We were sad to learn that Dr. Margaret Kenski has passed away after a long battle with cancer. We send our condolences to Hank, their daughters, and their grandchildren. We join in mourning her loss with the many throughout Arizona who had the honor of knowing and working with her.
HighGround’s Robert Johnson first met Hank and Margaret Kenski in 1984 while he was covering Jim Kolbe’s second bid for Congress as a radio reporter. The accuracy of their polling was unlike anything else anyone had seen at that time. He was always impressed how they called races against the conventional wisdom and were proven correct time and again.
Our Chuck Coughlin and Doug Cole first started working with Margaret during the Symington Re-Elect in 1994. By that time, the Kenskis were already a mainstay in Arizona politics particularly for their work with then Congressman Jon Kyl. Margaret conducted all of the tracking polling during the Symington re-election campaign and was the bearer of good news during the 28 point come from behind victory. It was during this campaign that Chuck really learned the value of good data from Bill McInturff with Public Opinion Strategies and Margaret, who Chuck affectionately called “M”.

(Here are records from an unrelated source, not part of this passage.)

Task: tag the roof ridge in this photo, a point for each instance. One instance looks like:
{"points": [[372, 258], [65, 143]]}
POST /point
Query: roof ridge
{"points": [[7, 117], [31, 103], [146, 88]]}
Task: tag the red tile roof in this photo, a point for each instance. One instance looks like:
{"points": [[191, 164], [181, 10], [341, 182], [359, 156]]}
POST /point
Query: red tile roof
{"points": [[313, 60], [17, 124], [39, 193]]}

Chuck continued to call her “M” throughout their entire relationship and he will deeply miss his frequent calls with “M” and the wisdom and insight she provided to him and to HighGround throughout our now 19 year run.
Margaret was kind enough to mentor Paul Bentz and help put his mathematics background to good use in several statewide and local initiatives in the early 2000’s. She was always willing to explain her thinking and help him learn how to conduct surveys. Though he didn’t have her class in school, Paul considers Margaret his favorite professor and a teacher of a lifetime of wisdom.

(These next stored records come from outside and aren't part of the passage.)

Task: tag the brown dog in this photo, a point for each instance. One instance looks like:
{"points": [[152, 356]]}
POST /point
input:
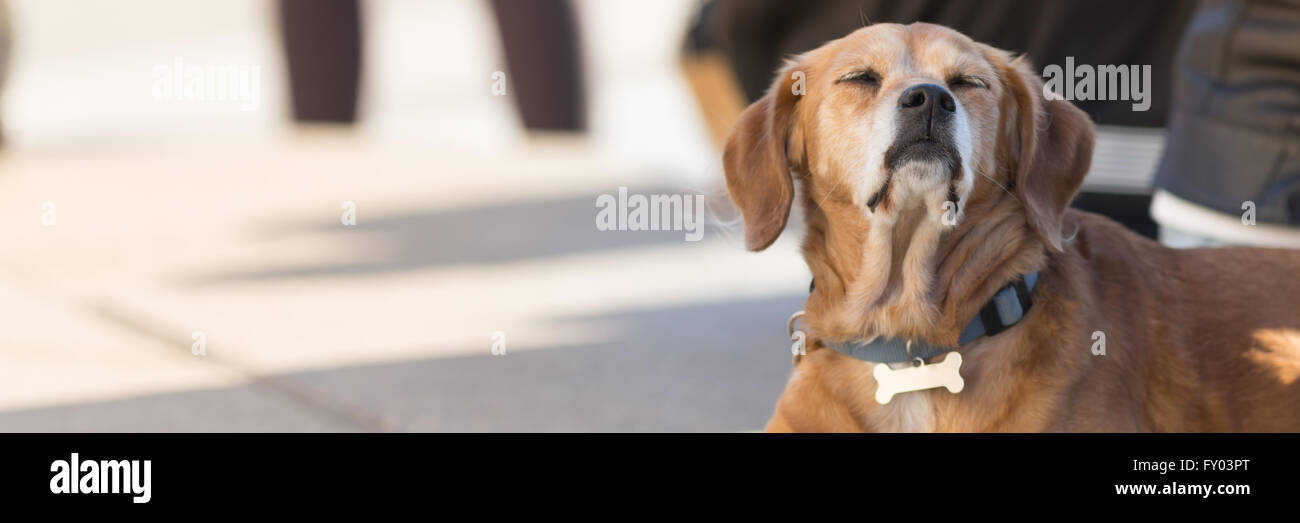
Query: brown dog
{"points": [[934, 172]]}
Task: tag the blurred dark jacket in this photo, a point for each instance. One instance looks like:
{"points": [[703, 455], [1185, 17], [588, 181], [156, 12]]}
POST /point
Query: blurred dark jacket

We have used national pollsters, but Margaret really showed us the value of working with someone who truly understood Arizona. We could count on her to tell us the truth, whether it was good news or bad news. More than that, she offered a unique and academic opinion on key issues — often challenging the conventional “political wisdom” and making us all better for the experience.
With most campaigns, Republican women were often the “swing” constituency who had to be convinced. Margaret was the quintessential Republican woman. She often had the best arguments and challenged the way we thought about critical issues. Her counsel and insight live on in our souls, but will never be replaced. We can already feel her absence.
More than anything, Margaret was fun to be around and a pleasure to talk to. She had a wry sense of humor and a no nonsense attitude. At the same time, she was always the perfect facilitator for focus groups putting interviewees at ease and getting them to open up.
We truly miss Margaret. The name of her company was Arizona Opinion and she delivered accurate assessments of the opinions of Arizonans year after year. More importantly, everyone valued her individual opinion very highly, and she shaped Arizona’s public policy more that anyone ever knew.
God bless you Margaret Kenski. You left Arizona a better place and all of us who were privileged to know you, better people.